サレスイヴァン王国のゲリットの稚拙な行動に少しだけ感謝しないといけませんね。
病に臥せる両親の朗報、サレスイヴァンの統治、民の安全。
何より、素敵なマリア様との出会い、愛するマルティナ様との親睦、本当に素晴らしい日でした。
そんな1日、終わりも最高のものにしないといけませんわ
ふふふ
マルティナ様とマリア様との宴を終え、私は今、王族専用の大浴場に1人でいる。
先刻までマルティナ様が入っていたお風呂•••
マリア様の入浴後は、多量の魔力放出によりお湯が枯れておりましたので、マルティナ様の入浴前には新たな湯を準備しました。
そう
この湯には、マルティナ様しか浸かっていないのですわ
私は高鳴る感情を抑えきれず、足先をお湯に入れ、体まで浸かった。
「ハァハァ、マルティナ様が入っておられたお湯ですわ。マルティナ様の汗がたっぷり滲みているお湯に今私の体が•••」
広い浴槽に体を全て沈め、顔も浸ける。
普段は決してしませんが、浴槽を泳いでマルティナ様の湯を堪能する。
「マルティナ様、マルティナ様」
今、あの瞬間を思い出しても鼓動が激しくなり、身体中が熱くなる。
黒いオーラを纏い、冷たい目でダーナを蔑んでいたマルティナ様、あの瞬間、自分でもよく分かりませんが、身体中がゾクゾクと震え出し、マルティナ様から目を離せなくなりました。
「そうだわ。ダーナなら、まだ私の知らないマルティナ様を知っているかもしれませんね。後で幽閉場所に行くとしましょう」
私はまだ知らない部分のマルティナ様を想像しながら、マルティナ様のお湯を堪能した。
▷▷▷▷フェルナンド◁◁◁◁
フェルナンド•エル•アルメリア。
アルメリア王国の第一王子。
私は、今日の宴の一幕を思い出していた。
マルティナ様は、以前私とお会いしたことを憶えていなかった。
それは、当然かもしれない。
マルティナ様は毎日、類まれなる力で大勢の人を助けているのだから、その中の1人である私のことを憶えていなくても不思議はない。
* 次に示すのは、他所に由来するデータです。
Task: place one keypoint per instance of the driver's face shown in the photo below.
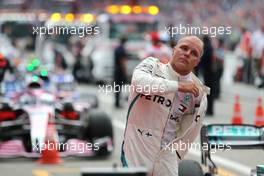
(186, 55)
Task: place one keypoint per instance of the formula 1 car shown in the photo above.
(80, 130)
(223, 137)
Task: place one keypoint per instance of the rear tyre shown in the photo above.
(190, 168)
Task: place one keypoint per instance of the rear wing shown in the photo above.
(227, 136)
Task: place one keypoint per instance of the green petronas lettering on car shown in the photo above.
(34, 78)
(30, 68)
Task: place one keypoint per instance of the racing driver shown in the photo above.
(166, 107)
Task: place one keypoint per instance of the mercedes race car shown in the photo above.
(223, 137)
(80, 129)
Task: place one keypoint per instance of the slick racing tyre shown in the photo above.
(99, 126)
(190, 168)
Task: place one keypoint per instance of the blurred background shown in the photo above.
(232, 65)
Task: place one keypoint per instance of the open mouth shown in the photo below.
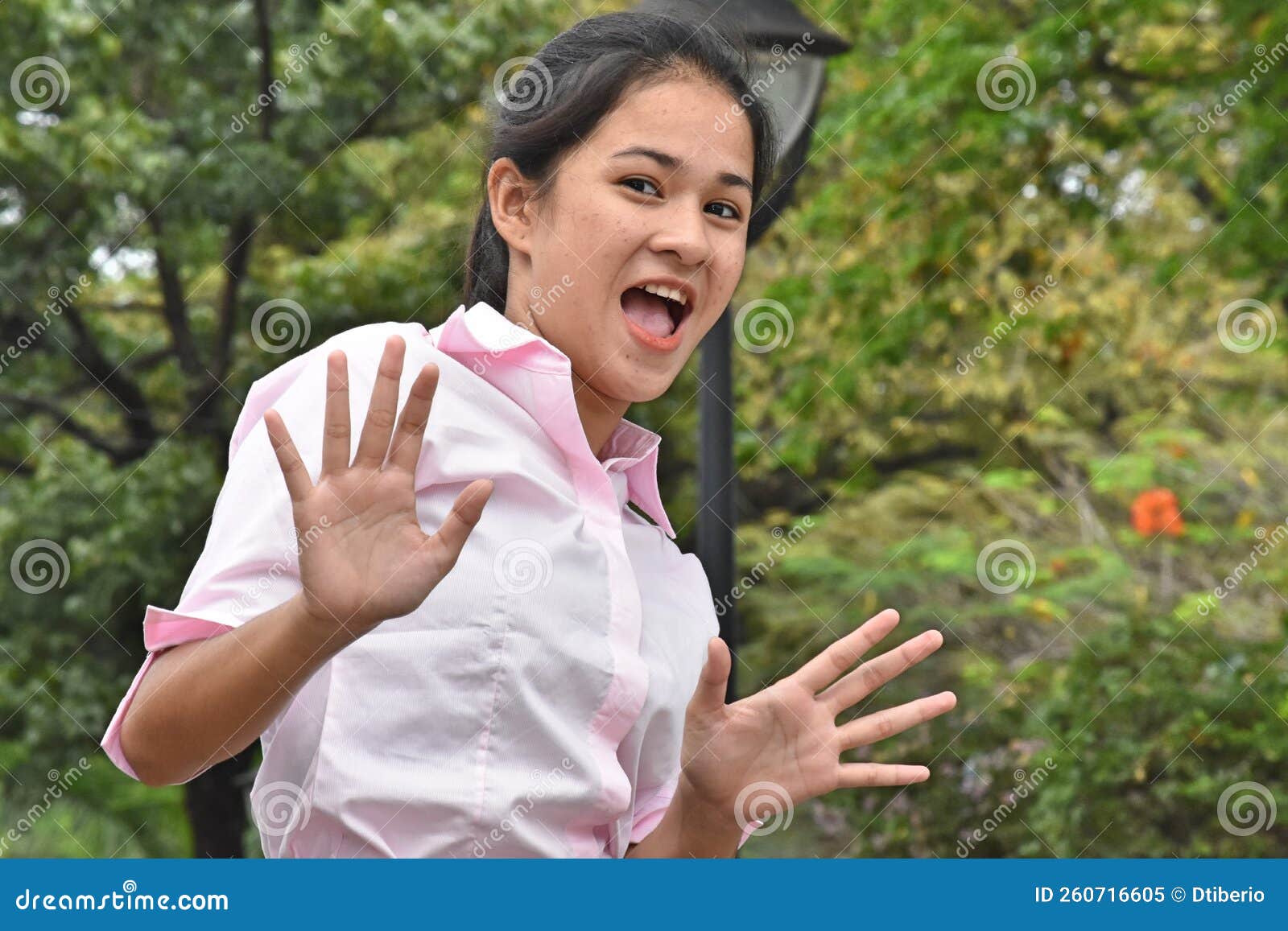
(657, 315)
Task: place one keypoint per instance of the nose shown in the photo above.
(683, 229)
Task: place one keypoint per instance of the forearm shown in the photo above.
(206, 701)
(692, 828)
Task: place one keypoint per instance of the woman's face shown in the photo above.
(652, 196)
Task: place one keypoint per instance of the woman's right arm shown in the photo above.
(206, 701)
(364, 559)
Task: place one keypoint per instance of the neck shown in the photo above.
(599, 414)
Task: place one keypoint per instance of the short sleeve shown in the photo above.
(250, 562)
(650, 809)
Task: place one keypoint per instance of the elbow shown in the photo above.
(135, 747)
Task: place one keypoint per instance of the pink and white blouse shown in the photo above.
(534, 705)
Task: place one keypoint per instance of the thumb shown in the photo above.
(710, 693)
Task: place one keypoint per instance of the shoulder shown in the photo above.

「マルティナ様。私は以前、あなたにお会いしてるんですよ」
「えっ!?すみません。全然憶えてなくて」
「いえいえ。あの日、私は街道に潜む盗賊を警戒して王族の格好をしていませんでしたし、助けていただいた後、マルティナ様は直ぐに去ってしまいましたから」
私はあの日、首都から離れた街に移動しており、そこを盗賊に襲われた。
盗賊は騎士達によって倒せたが、運悪く、騒ぎを察知した魔物に襲われてしまった。
そこに颯爽と現われたのがマルティナ様とアーロン様だった。
初めはマルティナ様の圧倒的なその力に目を奪われたが、次第に後ろで懸命に補佐しているアーロン様に目を奪われ始めた。
戦闘が終わると、アーロン様は希少なポーションを3本、私に渡すと、マルティナ様と共に颯爽と消えてしまった。
「マルティナ様。アーロン様は元気でしょうか?」
宴の席でマルティナ様に聞くと、顔が少し暗くなり、勇者パーティーを脱退してから1度危険な目に遭っていること、それから連絡が取れていないことを知った。
ああ
アーロン様•••
あなたは今、ご無事なのでしょうか
いつかアーロン様と再会できることを夢見て、私は眠りについた。